The internal Census Bureau DAS implementation is divided among many different GIT repositories, arranged within the root das_decennial repo as submodules. The source code included in this redistricting production release consists of all the source source code modules used in executing the DAS for that production run (on 2020 and 2010 Census Edited Files). We flattened references to code in different repositories into a single directory tree. This page summarizes the individual components found in this flattened tree, marking those that constitute separate GIT repositories in the current internal DAS repository. [XXXX these sentences didn't make sense. Check my edits]

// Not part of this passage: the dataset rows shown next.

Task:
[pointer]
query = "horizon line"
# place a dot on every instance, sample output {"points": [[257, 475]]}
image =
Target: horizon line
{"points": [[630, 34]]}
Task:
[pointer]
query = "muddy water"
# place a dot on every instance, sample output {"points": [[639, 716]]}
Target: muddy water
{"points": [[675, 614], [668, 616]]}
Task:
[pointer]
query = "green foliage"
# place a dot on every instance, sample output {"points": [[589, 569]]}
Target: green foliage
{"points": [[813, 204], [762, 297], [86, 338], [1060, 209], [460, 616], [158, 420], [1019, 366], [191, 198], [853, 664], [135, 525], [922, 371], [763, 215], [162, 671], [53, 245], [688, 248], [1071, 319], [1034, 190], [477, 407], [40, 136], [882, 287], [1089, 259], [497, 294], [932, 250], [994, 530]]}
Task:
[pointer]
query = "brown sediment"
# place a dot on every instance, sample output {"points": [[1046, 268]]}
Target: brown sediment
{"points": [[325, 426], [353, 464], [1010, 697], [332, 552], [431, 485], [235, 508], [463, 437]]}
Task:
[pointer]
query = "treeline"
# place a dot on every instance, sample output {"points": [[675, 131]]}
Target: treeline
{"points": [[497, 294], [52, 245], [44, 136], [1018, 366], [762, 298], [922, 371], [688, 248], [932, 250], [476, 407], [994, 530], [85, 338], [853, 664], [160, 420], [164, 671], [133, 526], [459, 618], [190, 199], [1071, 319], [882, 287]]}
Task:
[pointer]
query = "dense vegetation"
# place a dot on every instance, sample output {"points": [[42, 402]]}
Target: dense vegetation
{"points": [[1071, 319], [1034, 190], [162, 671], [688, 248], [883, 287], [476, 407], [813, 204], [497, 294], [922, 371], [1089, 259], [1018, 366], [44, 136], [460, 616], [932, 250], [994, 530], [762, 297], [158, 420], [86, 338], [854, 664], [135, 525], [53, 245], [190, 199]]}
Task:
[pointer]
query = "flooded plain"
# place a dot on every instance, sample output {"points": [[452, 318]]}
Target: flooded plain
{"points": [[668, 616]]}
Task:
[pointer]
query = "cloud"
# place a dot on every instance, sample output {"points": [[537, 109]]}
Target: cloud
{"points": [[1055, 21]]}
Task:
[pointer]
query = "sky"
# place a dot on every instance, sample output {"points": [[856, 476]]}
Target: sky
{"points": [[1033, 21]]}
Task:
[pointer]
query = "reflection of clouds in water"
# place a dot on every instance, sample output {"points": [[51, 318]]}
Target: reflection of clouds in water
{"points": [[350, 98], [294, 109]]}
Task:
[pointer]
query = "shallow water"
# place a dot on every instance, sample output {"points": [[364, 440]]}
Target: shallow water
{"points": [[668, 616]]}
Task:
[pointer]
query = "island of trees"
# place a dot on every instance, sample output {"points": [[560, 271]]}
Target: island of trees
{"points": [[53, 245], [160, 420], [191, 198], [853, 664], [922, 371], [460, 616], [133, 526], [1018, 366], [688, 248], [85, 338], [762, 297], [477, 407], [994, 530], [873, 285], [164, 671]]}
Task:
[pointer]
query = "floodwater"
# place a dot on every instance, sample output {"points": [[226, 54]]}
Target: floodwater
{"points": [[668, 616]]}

  • configs contains default configuration files used by the DAS itself, as INI files read by Python
  • das_framwework/ctools (repo) common tools for working with Census data
  • das_framework (repo) contains the general (read/protect/write) framework of the DAS engine
  • programs/nodes implements the classes for the geographic nodes, instances of which represent a specific geographic location at a specific level of the geographic hierarchy, with attributes representing, for example, its privacy-protected measurements and, if available, privacy-protected microdata
  • programs/geographic_spines implements the representation of the geographic hierarchy used by the Top-Down Algorithm (TDA), including optimization of the spine to reduce error in selected off-spine geographies
  • programs/queries implements the DAS Query classes (especially DPQuery) which are the basic units of disclosure avoidance in the DAS
  • programs/optimization implements code for generating microdata (represented as numpy ndarray data structures, interpreted as histograms) with minimum distance to the noisy measurements (using the Gurobi solver)
  • programs/invariants implements the representation of invariants used in the optimization process
  • programs/constraints implements the various constraints applied during the optimization process for different Census products
  • programs/engine implements the Top-Down Algorithm (TDA) used for Decennial disclosure avoidance, coordinating the interplay between the other major DAS "protect"-step processes (e.g., taking of noisy measurements, nodes, optimization, queries)
  • programs/reader reads input files (the CEF files and the geographic files) and transforms them into the geographic tree-of-histogram representation expected by the processing steps implemented in programs/engine
  • programs/writers converts from the Block-level histogram objects generated by engine to microdata-formatted MDF files suitable for downstream consumption for, e.g., Census tabulation
  • programs/python_dvs contains code for the Data Vintaging System which tracks the provenance of source and generated data files

Broadly speaking, the DAS code flows - as organized by das_framework - from reader to engine to writers, with the other subfolders playing supporting roles and defining objects used in one or several of these major steps.